The increase in wind shear was only seen in the Atlantic and eastern Pacific. In the western Pacific, global warming appeared to cause both increased water temperatures and a reduction in wind shear, Soden said.

The study, by scientists at the University of Miami's Rosenstiel School and a National Oceanic and Atmospheric Administration lab in Princeton, New Jersey, is the first to identify changes in wind shear that could counteract the other impacts of global warming on hurricanes, the researchers said.

Soden said as the climate warms, atmospheric circulation tends to weaken and upper level westerlies shift further eastward into the Atlantic, increasing wind shear there. The effect is similar to an El Nino impact.

"The difference is that El Nino is a natural cycle, whereas the results from global warming are much smaller year-to-year but they accumulate over time," he said.

Hurricane researchers believe the Atlantic-Caribbean hurricane zone is in a period of heightened activity that began around 1995 and could last between 25 and 40 years.
Waaaaaaaaay over my head but glad smarter people than I are looking into it. Thanks Marty. smile
Of course, that is assuming that "global warming" is real, as severe as they say it is, and continues at the rate they say it will. "They" happen to get paid a lot of money to hype up this issue.
Hoax of the Century - Global Warming! Every event: tornadoes,severe thunderstorms,rise or fall in water temps. unusual bird migrations,bleached coral, dead sea turtles,coconut palm blight and every other happenstance out of "norm" appears,could, might, maybe, might be,could be, possibly,perchance, perhaps - global warming. JMO.
(Attack dog release time)

The wind shear Westerlies were the causation of a non-hurricane season last year, hopefully those climatic conditions will take place again this season. June 1,not far off.
Posted By: Anonymous Re: Global warming may spur wind shear, sap hurricanes - 04/29/07 06:39 AM
Britain has just had the warmest April since records began several hundred years ago (so possibly for some time before that). Following an exceptionally warm (and dry) winter. I don't think there's much doubt that SOMETHING is happening - it's just the cause and implications that people seem to struggle with. It may well be an extension of pre-existing natural cycles, perhaps related to sun activity, perhaps not. I don't see that the cause matters - what DOES matter is that rainfall patterns also seem to be changing, meaning that areas previously arable may become semi-desert and unable to produce food, while other areas that experience greater rainfall won't be able to produce food because we won't have exploited the new rain. Unless we accept what's happening and do something about it, not trying to stop it (futile) but working out how to deal with it, we are headed for a catastrophe.
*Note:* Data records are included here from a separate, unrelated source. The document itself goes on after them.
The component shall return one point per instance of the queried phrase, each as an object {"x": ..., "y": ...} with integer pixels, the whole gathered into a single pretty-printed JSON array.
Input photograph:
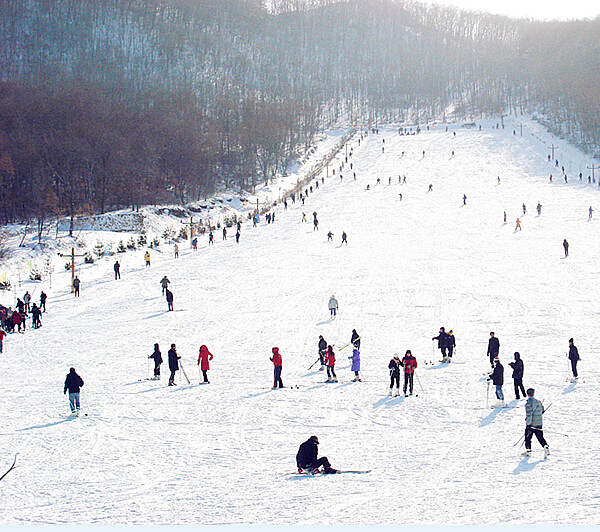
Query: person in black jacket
[
  {"x": 493, "y": 348},
  {"x": 442, "y": 339},
  {"x": 573, "y": 357},
  {"x": 394, "y": 367},
  {"x": 322, "y": 352},
  {"x": 157, "y": 362},
  {"x": 518, "y": 368},
  {"x": 306, "y": 458},
  {"x": 497, "y": 378},
  {"x": 73, "y": 383},
  {"x": 173, "y": 364}
]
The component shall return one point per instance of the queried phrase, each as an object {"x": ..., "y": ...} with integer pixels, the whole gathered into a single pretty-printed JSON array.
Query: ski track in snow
[{"x": 150, "y": 454}]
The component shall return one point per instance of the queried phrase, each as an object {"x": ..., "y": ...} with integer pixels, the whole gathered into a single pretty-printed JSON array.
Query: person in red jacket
[
  {"x": 203, "y": 358},
  {"x": 277, "y": 363},
  {"x": 409, "y": 363},
  {"x": 330, "y": 359}
]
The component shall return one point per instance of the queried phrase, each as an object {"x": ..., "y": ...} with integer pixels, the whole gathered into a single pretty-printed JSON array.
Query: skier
[
  {"x": 331, "y": 376},
  {"x": 203, "y": 357},
  {"x": 442, "y": 339},
  {"x": 322, "y": 352},
  {"x": 307, "y": 461},
  {"x": 76, "y": 283},
  {"x": 355, "y": 339},
  {"x": 36, "y": 315},
  {"x": 493, "y": 348},
  {"x": 355, "y": 358},
  {"x": 394, "y": 367},
  {"x": 573, "y": 357},
  {"x": 409, "y": 363},
  {"x": 169, "y": 296},
  {"x": 534, "y": 410},
  {"x": 497, "y": 378},
  {"x": 518, "y": 368},
  {"x": 27, "y": 301},
  {"x": 277, "y": 365},
  {"x": 173, "y": 364},
  {"x": 157, "y": 362},
  {"x": 164, "y": 282},
  {"x": 333, "y": 306},
  {"x": 73, "y": 383}
]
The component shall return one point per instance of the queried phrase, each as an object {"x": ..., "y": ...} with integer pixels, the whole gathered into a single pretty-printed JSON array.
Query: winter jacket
[
  {"x": 409, "y": 363},
  {"x": 497, "y": 375},
  {"x": 442, "y": 339},
  {"x": 493, "y": 346},
  {"x": 517, "y": 367},
  {"x": 394, "y": 367},
  {"x": 276, "y": 358},
  {"x": 173, "y": 360},
  {"x": 307, "y": 453},
  {"x": 157, "y": 357},
  {"x": 322, "y": 345},
  {"x": 573, "y": 353},
  {"x": 330, "y": 357},
  {"x": 355, "y": 360},
  {"x": 203, "y": 358},
  {"x": 73, "y": 382},
  {"x": 533, "y": 412}
]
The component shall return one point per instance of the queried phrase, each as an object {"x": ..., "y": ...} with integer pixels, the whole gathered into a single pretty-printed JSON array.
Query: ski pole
[{"x": 184, "y": 373}]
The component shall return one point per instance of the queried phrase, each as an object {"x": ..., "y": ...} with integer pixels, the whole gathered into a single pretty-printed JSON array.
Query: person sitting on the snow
[{"x": 307, "y": 461}]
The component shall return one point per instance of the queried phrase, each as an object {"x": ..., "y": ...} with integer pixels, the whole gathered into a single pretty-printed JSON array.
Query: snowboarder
[
  {"x": 157, "y": 362},
  {"x": 36, "y": 315},
  {"x": 518, "y": 368},
  {"x": 497, "y": 378},
  {"x": 277, "y": 365},
  {"x": 164, "y": 282},
  {"x": 534, "y": 410},
  {"x": 493, "y": 348},
  {"x": 442, "y": 339},
  {"x": 73, "y": 383},
  {"x": 355, "y": 358},
  {"x": 169, "y": 296},
  {"x": 394, "y": 367},
  {"x": 333, "y": 306},
  {"x": 173, "y": 364},
  {"x": 203, "y": 357},
  {"x": 76, "y": 284},
  {"x": 409, "y": 363},
  {"x": 27, "y": 301},
  {"x": 573, "y": 357},
  {"x": 331, "y": 376},
  {"x": 307, "y": 461},
  {"x": 322, "y": 352},
  {"x": 355, "y": 339}
]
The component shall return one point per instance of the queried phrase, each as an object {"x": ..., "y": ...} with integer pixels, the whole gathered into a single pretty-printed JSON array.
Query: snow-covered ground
[{"x": 151, "y": 454}]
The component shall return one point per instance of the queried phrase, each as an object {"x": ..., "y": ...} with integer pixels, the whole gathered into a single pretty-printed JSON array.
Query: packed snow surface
[{"x": 222, "y": 453}]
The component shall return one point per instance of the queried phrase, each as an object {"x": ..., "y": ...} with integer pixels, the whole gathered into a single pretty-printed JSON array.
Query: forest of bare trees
[{"x": 113, "y": 103}]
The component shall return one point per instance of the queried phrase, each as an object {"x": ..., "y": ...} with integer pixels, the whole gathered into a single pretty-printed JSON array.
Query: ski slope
[{"x": 146, "y": 453}]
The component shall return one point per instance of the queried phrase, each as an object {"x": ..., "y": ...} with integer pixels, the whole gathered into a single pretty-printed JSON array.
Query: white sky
[{"x": 538, "y": 9}]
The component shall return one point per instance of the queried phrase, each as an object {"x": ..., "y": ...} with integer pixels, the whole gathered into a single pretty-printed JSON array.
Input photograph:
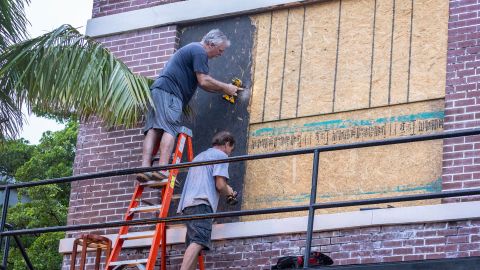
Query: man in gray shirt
[
  {"x": 173, "y": 89},
  {"x": 201, "y": 193}
]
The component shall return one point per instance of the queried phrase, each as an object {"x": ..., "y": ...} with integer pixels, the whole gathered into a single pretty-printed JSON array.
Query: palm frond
[
  {"x": 13, "y": 22},
  {"x": 68, "y": 72}
]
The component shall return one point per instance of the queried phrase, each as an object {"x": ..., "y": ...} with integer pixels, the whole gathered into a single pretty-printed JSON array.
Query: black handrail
[
  {"x": 311, "y": 207},
  {"x": 20, "y": 247}
]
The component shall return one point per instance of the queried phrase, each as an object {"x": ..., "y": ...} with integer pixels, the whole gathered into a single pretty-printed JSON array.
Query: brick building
[{"x": 144, "y": 34}]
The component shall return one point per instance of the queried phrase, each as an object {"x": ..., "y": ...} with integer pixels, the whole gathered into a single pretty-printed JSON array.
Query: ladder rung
[
  {"x": 129, "y": 262},
  {"x": 143, "y": 209},
  {"x": 137, "y": 235},
  {"x": 187, "y": 131},
  {"x": 153, "y": 183}
]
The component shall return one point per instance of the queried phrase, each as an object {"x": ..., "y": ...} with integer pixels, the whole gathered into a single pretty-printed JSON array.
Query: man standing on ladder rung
[
  {"x": 201, "y": 193},
  {"x": 173, "y": 89}
]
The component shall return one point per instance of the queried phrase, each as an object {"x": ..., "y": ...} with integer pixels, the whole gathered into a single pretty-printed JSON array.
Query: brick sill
[{"x": 325, "y": 222}]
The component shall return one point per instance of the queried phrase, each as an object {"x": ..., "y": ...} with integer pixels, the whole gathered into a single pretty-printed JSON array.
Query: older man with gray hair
[{"x": 173, "y": 89}]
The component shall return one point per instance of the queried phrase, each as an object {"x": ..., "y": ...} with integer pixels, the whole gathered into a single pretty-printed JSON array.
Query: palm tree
[{"x": 63, "y": 72}]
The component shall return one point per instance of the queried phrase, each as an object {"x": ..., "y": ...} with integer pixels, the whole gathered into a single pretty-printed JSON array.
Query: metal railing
[
  {"x": 311, "y": 207},
  {"x": 20, "y": 247}
]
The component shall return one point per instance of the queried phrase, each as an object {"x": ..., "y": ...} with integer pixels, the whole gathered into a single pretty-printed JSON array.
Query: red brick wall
[
  {"x": 101, "y": 149},
  {"x": 109, "y": 7},
  {"x": 145, "y": 52},
  {"x": 354, "y": 246},
  {"x": 461, "y": 157}
]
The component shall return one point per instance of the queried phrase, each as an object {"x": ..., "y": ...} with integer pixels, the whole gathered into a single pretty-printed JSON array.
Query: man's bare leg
[
  {"x": 191, "y": 256},
  {"x": 151, "y": 141},
  {"x": 166, "y": 148}
]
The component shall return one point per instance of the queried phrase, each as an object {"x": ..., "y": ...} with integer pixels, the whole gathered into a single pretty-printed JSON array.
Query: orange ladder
[{"x": 159, "y": 235}]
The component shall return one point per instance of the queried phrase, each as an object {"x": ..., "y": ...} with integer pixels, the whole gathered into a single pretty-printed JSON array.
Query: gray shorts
[
  {"x": 199, "y": 230},
  {"x": 167, "y": 115}
]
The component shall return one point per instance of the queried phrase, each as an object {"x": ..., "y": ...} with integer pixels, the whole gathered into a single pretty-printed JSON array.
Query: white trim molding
[
  {"x": 182, "y": 13},
  {"x": 325, "y": 222}
]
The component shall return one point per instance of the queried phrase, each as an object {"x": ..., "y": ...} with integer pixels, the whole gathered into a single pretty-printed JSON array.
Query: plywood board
[
  {"x": 261, "y": 48},
  {"x": 275, "y": 65},
  {"x": 429, "y": 49},
  {"x": 354, "y": 55},
  {"x": 400, "y": 52},
  {"x": 293, "y": 55},
  {"x": 318, "y": 59},
  {"x": 345, "y": 55},
  {"x": 347, "y": 174},
  {"x": 382, "y": 46}
]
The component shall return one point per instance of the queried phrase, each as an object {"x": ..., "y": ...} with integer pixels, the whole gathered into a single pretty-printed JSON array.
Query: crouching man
[{"x": 201, "y": 193}]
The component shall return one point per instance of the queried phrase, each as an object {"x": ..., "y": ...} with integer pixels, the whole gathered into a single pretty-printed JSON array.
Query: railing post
[
  {"x": 6, "y": 250},
  {"x": 4, "y": 220},
  {"x": 311, "y": 210}
]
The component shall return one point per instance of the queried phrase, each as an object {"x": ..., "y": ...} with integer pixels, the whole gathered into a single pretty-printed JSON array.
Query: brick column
[
  {"x": 461, "y": 156},
  {"x": 101, "y": 149}
]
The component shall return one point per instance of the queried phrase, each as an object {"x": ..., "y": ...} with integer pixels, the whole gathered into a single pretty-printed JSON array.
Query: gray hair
[{"x": 215, "y": 37}]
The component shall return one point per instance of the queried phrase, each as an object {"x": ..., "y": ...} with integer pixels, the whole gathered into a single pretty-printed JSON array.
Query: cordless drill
[
  {"x": 238, "y": 83},
  {"x": 232, "y": 199}
]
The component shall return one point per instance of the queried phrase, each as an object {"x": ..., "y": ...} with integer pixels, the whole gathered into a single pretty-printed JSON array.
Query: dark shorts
[
  {"x": 199, "y": 230},
  {"x": 167, "y": 114}
]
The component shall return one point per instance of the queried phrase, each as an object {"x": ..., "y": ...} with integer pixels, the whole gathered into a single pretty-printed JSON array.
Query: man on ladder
[
  {"x": 201, "y": 193},
  {"x": 172, "y": 90}
]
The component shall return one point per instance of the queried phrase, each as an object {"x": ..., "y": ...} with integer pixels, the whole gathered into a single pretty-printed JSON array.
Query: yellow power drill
[{"x": 238, "y": 83}]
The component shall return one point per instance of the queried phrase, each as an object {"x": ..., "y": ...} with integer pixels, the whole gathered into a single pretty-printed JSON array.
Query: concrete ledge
[
  {"x": 181, "y": 13},
  {"x": 326, "y": 222}
]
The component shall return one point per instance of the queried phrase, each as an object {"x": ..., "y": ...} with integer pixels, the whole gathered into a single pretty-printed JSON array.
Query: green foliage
[
  {"x": 47, "y": 205},
  {"x": 64, "y": 72},
  {"x": 13, "y": 154}
]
As a separate question we have POSSIBLY rising sea levels that MAY render vast areas of coastal lands (and many river valleys) uninhabitable. Not too good for Louisiana or eastern Britain and NW Europe, but catastrophic for Bangladesh, the Maldives and many other places. Including AC. Sea levels in at least some areas ARE rising - the Thames barrier east of London which protects the capital from surges up the estuary is already becoming marginal, and there are plans for a second much more extensive one further out which is itself expected to have a limited life. And there is official policy not to protect large areas of eastern England from the inundation which is now accepted as inevitable.

We don't know the cause or the timescale, nor necessarily all the effects. So we don't know if we are looking at changes over several generations or something much more rapid. But pretending nothing is happening is absurd. It seems likely that people already born will see dramatic changes in their lifetimes.